È vero, infatti, che da sempre i codici penali prevedono come delitti, a difesa della società, gli atti violenti contro le istituzioni, le aggressioni all’ordine pubblico e le forme più estreme di “contestazione”.
Ma ciò che distingue i sistemi democratico/liberali da quelli autoritari è l’entità della repressione e le forme che essa assume: mentre i sistemi democratico/liberali tendono a minimizzarla e a circondare di garanzie il suo esercizio, quelli autoritari la usano come strumento ordinario di governo, azzerando o riducendo al massimo i diritti di chi vi è sottoposto.
Per questo si può dire che oggi il livello di democraticità di un sistema si misura, più che in base al suo sistema elettorale, in base al grado di repressione politica che esso esercita.
Ci sono casi di scuola di regimi che, pur prevedendo periodiche elezioni (più o meno libere), sono universalmente ritenuti illiberali perché caratterizzati da una repressione indiscriminata del dissenso e/o delle minoranze: l’Iran degli ayatollah, la Russia di Putin, la Turchia di Erdoğan, l’Egitto di Al Sisi, l’Israele di Netanyahu (non solo oggi ma da decenni dedita a un violento apartheid nei confronti della popolazione palestinese), etc.

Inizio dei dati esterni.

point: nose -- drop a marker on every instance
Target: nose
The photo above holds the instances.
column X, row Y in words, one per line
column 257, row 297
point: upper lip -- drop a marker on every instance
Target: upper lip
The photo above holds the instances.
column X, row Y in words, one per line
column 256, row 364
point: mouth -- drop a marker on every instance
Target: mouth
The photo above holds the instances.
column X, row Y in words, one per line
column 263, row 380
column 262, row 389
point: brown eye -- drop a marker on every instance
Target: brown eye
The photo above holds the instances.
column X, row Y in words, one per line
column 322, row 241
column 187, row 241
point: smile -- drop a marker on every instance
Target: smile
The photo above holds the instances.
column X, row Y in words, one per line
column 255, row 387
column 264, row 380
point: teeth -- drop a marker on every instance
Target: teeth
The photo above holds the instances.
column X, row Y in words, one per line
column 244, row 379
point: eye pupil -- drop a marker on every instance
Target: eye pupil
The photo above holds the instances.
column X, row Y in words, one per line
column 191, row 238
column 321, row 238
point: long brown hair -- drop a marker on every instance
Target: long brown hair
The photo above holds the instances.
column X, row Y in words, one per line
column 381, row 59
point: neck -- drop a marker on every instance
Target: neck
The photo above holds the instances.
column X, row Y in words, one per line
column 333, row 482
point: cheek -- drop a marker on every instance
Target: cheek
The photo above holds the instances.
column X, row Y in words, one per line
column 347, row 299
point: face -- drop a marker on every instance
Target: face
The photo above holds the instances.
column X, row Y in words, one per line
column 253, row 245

Non è la situazione ordinaria dei paesi occidentali, ma le differenze si stanno attenuando, ché questi ultimi rispondono sempre più alla crisi di consenso e di partecipazione che li attraversa con un surplus di repressione del dissenso radicale [1].
Basta guardare gli Stati Uniti e l’Europa (non solo l’Ungheria di Orbán ma anche la Spagna, la Francia, la Germania, la Gran Bretagna e, non ultima, l’Italia, come vedremo più avanti), tutti coinvolti nel processo di trasformazione dello Stato sociale in Stato penale, nella crescita – in quantità e in qualità – degli interventi repressivi nei confronti del “nemico interno”, nella dilatazione (spesso incontrollata o addirittura favorita) del potere degli apparti, nel deperimento del sistema delle garanzie. È a questo surplus che si fa riferimento quando si parla di criminalizzazione del dissenso e di diritto penale del nemico.
Nessuna sorpresa.
La mancata corrispondenza tra andamento dei reati e andamento della repressione è, a livello generale, un fatto confermato da tutte le ricerche criminologiche, per ogni tipo di reato. Basti dire che, nel nostro Paese, il picco dei delitti in generale si è avuto nei primi anni Novanta del secolo sorso, quando in carcere c’erano poco più di 30.000 detenuti (35.485 il 31 dicembre 1991) mentre oggi, con i reati più gravi in netto calo (gli omicidi volontari, per limitarsi a un esempio, sono passati, da 1938 del 1991 a 314 del 2024), i detenuti sono circa il doppio (erano 62.728 il 30 giugno scorso). Il fatto è che l’entità della repressione, pur ovviamente legata alla commissione di reati, risente delle politiche “criminali” assi più che dell’andamento dei reati stessi.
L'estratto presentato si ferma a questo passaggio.